Trata-se de um remendo à Constituição para permitir que parlamentares possam ser nomeados embaixadores sem precisar renunciar ao mandato. Não bastasse a já existente possibilidade de pessoas sem qualquer preparo para a diplomacia ocuparem embaixadas e outros postos no Exterior por indicação política, a emenda prevê que apenas se licenciem, como se estivessem ocupando um ministério qualquer.
A proposta absurda revoltou os diplomatas de carreira que estudam anos a fio para passar no concurso do Instituto Rio Branco, preparam-se para uma função extremamente delicada e estratégica e correm o risco de ser substituídos por um deputado ou senador qualquer, para a facilitar os arranjos políticos de interesse do presidente da vez.
A título de ilustração, convém lembrar que, se já estivesse em vigor quando o presidente Jair Bolsonaro tentou fazer do filho mais jovem, o deputado Eduardo Bolsonaro, embaixador nos Estados Unidos, o rapaz poderia ter se mudado para o Washington sem perder o mandato. À época, Bolsonaro recuou porque foi alertado para o risco de o filho ser reprovado na sabatina do Senado. Com a emenda em tramitação no Senado, um parlamentar poderia se candidatar à vaga, enfrentar a sabatina e, em caso de reprovação, voltar para a sua cadeira. Se aprovado, assumiria a missão diplomática no Exterior e deixaria o suplente em seu lugar.

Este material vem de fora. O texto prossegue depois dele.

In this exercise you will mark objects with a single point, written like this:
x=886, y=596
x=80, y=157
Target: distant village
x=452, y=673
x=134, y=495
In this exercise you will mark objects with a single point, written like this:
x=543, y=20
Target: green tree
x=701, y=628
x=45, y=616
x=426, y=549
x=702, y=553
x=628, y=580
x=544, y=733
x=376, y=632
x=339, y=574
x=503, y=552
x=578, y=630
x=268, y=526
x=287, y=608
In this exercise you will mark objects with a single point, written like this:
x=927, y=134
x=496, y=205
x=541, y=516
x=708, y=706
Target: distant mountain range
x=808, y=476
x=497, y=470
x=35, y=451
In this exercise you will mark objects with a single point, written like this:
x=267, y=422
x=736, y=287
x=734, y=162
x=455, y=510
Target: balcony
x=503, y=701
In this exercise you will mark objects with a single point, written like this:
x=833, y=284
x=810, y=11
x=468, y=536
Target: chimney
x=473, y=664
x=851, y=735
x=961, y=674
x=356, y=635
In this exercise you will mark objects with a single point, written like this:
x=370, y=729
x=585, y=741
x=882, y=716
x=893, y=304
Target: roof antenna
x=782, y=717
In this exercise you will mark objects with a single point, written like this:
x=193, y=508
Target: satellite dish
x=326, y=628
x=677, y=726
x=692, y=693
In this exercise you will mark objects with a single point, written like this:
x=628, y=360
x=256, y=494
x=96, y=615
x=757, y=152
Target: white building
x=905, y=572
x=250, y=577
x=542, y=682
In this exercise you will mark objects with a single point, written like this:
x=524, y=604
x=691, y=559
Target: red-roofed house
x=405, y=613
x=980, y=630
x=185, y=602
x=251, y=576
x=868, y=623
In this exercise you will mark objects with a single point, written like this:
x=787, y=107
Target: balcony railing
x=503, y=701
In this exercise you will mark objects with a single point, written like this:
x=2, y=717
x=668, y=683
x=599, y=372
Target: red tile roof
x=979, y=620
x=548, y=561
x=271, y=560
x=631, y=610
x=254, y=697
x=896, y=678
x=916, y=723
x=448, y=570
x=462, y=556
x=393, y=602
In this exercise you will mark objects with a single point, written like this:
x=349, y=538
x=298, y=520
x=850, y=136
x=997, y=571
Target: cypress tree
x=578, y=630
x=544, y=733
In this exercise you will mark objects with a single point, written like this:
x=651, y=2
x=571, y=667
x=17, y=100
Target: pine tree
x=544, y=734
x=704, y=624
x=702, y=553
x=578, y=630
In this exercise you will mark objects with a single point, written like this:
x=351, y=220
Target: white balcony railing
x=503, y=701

O pedido de vista coletivo não encerra a polêmica, mas o adiamento dá tempo para que o país se mobilize contra mais esse ultraje. O senador Davi Alcolumbre (União Brasil-AP), presidente da CCJ, decidiu pautar a matéria na comissão sem aviso prévio. Em tempo, os demais integrantes frearam a maluquice, mas é preciso que, para o bem do Brasil, ela seja enterrada de vez.